TECRİT AYNEN SÜRECEK
Rumları, Kıbrıs’ın tek temsilcisi sıfatıyla birliğe dahil eden AB’nin, KKTC sözkonusu olduğunda sergilediği ikiyüzlülük ve kaypaklığa bir yenisi daha eklendi. AB Dışişleri Bakanları, 26 Nisan 2004 tarihli toplantıda, KKTC’ye dönük tecridin kaldırılmasıyla ilgili olarak doğrudan ticaretin ve mali yardımların başlatılmasına dair siyasi taahhütte bulunmuşlardı. Ancak o toplantıda kabul edilen ve KKTC’ye uygulanan ekonomik izolasyonu ortadan kaldırmayı içeren tüzük taslağıyla ilgili, şu ana kadar hiçbir somut adım atılmadı. Önceki gün yapılan dışişleri bakanları toplantısında tüzük rafa kaldırıldı. Tüzük yürürlüğe konmadığı sürece KKTC’ye uygulanan tecrit de devam edecek.
26 TEMMUZ FIRSATI KAÇIRILDI
Dışişleri Bakanlığı’ndan yapılan yazılı açıklamada ise, tüzük taslağının hayata geçirilmesi için hiçbir adım atılmadığı belirtilerek “26 Temmuz’da yapılan AB Dışişleri Bakanları toplantısı bu anlamda değerli bir fırsattı, ancak bu da kullanılamamıştır” denildi. Dışişleri Bakanı Gül, “Gördüğümüz kadarıyla konsey hukukçularıyla, komisyon hukukçuları arasında bir anlaşmazlık var. Kıbrıslı Türkler AB’nin çağrısını dinlemişlerdi. Şimdi sıra AB’de. Sözünde durmalı” diye konuştu.

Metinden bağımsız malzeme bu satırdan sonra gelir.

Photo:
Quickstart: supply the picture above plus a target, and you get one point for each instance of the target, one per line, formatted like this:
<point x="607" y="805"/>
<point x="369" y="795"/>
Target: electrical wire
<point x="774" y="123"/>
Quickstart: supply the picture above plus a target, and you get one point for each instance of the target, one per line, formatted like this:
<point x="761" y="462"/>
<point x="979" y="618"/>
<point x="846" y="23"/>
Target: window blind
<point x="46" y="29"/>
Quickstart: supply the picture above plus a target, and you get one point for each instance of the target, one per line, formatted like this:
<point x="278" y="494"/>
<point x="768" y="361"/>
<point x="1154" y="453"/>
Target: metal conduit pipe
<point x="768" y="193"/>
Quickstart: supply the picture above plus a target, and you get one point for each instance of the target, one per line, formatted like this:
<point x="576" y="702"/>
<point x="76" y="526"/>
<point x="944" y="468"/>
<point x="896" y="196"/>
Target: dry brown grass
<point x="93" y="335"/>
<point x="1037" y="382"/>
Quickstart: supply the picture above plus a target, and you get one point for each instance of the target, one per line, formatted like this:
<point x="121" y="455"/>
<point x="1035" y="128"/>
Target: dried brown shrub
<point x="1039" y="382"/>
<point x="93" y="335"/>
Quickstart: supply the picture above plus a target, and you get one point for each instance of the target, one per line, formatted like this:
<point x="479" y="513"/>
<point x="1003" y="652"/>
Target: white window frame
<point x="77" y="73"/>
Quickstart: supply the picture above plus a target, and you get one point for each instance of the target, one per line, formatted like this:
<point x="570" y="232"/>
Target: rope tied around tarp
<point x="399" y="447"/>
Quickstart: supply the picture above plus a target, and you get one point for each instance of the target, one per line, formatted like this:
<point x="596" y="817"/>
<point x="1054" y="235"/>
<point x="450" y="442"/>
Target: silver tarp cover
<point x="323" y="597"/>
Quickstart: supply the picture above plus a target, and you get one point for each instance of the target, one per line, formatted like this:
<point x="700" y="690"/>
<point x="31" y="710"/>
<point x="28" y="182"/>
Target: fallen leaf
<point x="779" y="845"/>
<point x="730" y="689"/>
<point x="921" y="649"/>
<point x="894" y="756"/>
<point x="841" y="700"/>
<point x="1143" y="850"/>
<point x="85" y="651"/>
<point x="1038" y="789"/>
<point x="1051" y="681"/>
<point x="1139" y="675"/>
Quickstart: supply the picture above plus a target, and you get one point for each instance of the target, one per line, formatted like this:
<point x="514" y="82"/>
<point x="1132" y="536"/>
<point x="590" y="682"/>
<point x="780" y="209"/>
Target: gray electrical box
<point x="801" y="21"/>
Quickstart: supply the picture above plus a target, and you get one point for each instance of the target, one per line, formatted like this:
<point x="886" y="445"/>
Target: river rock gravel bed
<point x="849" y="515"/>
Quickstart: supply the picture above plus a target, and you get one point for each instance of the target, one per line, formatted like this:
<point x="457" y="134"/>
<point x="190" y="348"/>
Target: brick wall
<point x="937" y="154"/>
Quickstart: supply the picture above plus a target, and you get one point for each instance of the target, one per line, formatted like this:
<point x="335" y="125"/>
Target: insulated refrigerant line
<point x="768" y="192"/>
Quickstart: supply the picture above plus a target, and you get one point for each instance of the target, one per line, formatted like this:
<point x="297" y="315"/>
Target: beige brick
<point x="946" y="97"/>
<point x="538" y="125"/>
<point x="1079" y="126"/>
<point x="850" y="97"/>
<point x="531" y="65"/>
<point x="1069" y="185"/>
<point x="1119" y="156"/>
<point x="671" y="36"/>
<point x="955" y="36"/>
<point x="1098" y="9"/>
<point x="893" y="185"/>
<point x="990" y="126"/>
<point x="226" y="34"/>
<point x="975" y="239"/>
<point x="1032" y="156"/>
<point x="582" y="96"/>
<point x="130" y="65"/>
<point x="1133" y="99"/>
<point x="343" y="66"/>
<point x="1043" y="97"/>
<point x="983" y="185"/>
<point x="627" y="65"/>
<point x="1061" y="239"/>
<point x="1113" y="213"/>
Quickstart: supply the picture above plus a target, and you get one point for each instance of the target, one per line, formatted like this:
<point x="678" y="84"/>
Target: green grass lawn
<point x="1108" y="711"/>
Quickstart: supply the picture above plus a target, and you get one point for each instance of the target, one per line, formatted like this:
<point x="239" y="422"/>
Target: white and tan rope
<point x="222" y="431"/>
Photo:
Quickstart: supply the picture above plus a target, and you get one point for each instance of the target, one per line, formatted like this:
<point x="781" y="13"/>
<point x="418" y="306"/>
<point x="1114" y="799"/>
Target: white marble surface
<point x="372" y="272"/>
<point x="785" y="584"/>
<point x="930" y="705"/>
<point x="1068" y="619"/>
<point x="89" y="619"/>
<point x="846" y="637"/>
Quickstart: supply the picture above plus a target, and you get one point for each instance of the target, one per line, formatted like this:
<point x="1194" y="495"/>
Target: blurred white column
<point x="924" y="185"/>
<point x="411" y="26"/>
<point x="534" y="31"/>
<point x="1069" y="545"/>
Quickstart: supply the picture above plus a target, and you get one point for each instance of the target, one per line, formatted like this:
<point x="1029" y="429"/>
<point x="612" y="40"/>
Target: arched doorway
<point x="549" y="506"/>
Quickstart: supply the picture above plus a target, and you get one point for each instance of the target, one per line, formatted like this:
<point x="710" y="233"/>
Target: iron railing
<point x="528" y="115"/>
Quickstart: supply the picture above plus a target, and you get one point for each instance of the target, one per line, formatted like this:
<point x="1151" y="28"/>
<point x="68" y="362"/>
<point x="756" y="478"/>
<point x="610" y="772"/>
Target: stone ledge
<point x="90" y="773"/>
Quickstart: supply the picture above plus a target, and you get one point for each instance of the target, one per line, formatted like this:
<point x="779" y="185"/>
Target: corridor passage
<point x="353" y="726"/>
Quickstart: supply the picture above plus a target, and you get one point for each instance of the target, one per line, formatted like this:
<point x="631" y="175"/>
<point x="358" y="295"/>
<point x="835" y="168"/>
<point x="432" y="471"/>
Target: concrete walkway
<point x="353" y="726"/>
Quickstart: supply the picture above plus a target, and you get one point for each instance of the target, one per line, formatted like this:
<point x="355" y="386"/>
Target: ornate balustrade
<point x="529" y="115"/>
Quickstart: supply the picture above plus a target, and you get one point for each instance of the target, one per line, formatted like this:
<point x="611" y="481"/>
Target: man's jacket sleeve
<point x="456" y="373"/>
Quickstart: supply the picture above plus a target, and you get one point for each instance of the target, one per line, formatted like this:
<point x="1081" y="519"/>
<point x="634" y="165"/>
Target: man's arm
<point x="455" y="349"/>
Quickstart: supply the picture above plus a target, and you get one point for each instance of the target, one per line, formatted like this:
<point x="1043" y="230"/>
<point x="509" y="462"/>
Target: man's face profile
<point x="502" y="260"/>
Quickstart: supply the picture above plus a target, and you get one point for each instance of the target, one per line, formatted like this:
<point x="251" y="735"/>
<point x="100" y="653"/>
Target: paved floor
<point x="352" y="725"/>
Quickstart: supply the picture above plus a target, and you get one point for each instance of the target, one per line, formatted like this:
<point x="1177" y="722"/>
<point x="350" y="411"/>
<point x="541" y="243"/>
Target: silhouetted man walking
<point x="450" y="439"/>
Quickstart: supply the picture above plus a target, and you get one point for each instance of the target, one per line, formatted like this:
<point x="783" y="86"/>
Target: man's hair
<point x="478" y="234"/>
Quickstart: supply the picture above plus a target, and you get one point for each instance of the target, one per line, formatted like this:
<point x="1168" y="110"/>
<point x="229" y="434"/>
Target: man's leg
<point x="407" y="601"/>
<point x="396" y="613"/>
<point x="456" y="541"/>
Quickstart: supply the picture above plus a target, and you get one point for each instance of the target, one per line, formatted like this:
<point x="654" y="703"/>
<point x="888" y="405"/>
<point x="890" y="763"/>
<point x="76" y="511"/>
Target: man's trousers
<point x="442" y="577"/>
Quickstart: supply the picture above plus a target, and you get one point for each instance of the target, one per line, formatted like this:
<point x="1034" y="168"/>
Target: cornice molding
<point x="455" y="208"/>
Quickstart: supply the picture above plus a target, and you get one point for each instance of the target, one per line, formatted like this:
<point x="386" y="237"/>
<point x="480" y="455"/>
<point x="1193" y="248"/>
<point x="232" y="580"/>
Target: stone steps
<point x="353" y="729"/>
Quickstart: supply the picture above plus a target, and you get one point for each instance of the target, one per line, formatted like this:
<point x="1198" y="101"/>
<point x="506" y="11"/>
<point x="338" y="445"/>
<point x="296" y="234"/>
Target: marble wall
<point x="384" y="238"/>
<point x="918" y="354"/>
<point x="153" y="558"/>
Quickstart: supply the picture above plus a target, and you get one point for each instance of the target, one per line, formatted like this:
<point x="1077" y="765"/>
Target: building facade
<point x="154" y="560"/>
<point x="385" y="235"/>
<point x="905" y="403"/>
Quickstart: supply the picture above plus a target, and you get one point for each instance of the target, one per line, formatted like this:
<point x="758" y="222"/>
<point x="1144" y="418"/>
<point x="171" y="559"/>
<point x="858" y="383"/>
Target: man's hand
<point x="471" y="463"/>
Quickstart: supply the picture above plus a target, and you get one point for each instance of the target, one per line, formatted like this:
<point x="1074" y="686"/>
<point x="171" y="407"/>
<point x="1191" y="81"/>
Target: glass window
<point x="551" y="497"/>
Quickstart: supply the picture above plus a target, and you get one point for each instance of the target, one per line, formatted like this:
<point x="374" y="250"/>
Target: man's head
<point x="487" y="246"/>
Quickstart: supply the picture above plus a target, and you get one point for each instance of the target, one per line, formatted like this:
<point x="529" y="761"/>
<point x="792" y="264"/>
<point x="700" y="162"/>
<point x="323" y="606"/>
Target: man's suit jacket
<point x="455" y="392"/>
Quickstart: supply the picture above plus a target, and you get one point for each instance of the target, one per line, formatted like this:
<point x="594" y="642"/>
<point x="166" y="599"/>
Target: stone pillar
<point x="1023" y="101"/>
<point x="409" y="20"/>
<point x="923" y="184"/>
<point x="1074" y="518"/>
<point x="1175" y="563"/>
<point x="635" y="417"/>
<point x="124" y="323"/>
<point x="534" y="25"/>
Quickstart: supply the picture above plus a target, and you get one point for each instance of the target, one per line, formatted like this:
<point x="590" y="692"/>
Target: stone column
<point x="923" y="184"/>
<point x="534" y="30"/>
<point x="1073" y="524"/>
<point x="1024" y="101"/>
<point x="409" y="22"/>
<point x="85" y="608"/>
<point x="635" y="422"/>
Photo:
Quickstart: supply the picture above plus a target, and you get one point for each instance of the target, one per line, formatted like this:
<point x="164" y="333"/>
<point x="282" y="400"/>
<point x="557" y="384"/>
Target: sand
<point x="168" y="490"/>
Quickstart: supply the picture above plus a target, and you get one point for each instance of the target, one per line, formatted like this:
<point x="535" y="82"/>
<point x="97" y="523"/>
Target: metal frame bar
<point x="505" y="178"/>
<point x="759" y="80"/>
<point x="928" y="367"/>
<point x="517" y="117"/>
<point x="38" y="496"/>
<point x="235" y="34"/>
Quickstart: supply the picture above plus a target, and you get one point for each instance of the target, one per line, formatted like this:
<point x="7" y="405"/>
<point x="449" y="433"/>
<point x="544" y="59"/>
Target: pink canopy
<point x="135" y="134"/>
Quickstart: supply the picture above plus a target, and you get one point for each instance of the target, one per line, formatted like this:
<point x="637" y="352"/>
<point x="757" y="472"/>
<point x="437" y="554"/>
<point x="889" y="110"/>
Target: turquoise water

KKTC’ye yönelik tecridin giderilmesi hususunda siyasi taahhütte bulunan AB, KKTC’yle doğrudan ticarete ve mali yardımlara ilişkin yürürlüğe konması gereken tüzük taslağını rafa kaldırdı. Bir önceki gün toplanan AB Dışişleri Bakanları tecridin kaldırılması sözünü verdikleri 26 Nisan tarihinden bu yana, Kıbrıs Türklerine yönelik ekonomik izolasyonun ortadan kaldırılmasını amaçlayan tüzük taslağının yaşama geçirilmesi konusunda hiçbir somut adım atmadılar. Sözkonusu tüzük taslağı yürürlüğe konmadığı sürece KKTC’deki tecrit devam edecek. AB Dışişleri Bakanları 26 Nisan 2004 tarihinde yaptıkları toplantıda tecridin giderilmesi hususunda siyasi taahhütde bulunmuşlar ve AB Komisyonu’nu, bu yönde öneriler sunmak üzere görevlendirmişlerdi. Tüzük taslağının yürürlüğe konması için AB’ye Üye Ülkeler tarafından onaylanması gerekiyor.
DIŞİŞLERİNDEN AÇIKLAMA
Öte yandan Dışişleri Bakanlığı enformasyon dairesi başkanlığı tarafından konuyla ilgili yazılı açıklama yapıldı. Açıklamada şöyle denildi: “AB Komisyonu’nun sunduğu taslaklar, KKTC’nin tecridinin giderilmesi yönünde başlatılan süreçte olumlu birer ilk adımdır. Ancak, AB Dışişleri Bakanları’nın nisan ayında aldıkları kararı hayata geçirmeleri şu ana kadar mümkün olamamıştır. 26 Temmuz’da yapılan AB Dışişleri Bakanları toplantısı bu anlamda değerli bir fırsattı; ancak, bu da kullanılamamıştır. Türkiye, tüzük taslaklarının bir an önce ve herhangi bir değişikliğe uğramadan yürürlüğe girişine büyük önem vermektedir. Ada’da yapılan referandumlarda çözüm yönünde irade sergilemiş olan Türk tarafının hiçbir şekilde haketmediği kısıtlamalarla karşı karşıya bırakılmasına son verilmesinin zamanı gelmiştir.”
“AB SÖZÜNDE DURMADI”
Önceki gün Sudan Dışişleri Bakanı Mustafa Osman İsmail ile yaptığı ortak basın açıklamasının ardından gazetecilerin sorularını cevaplayan Dışişleri Bakanı ve Başbakan Yardımcısı Abdullah Gül, AB’nin sözünde durması gerektiğini vurguladı. Gül, “Kıbrıslı Türkler AB’nin çağrısını dinlemişti. Şimdi sıra AB’de” diye konuştu. AB Konseyi’nin, komisyona Kıbrıs’taki tecridin kaldırılması için gerekli siyasi kararlar almak görev verdiğini hatırlatan Gül “Gördüğümüz kadarıyla konsey hukukçularıyla komisyon hukukçuları arasında bir anlaşmazlık var” şeklinde konuştu.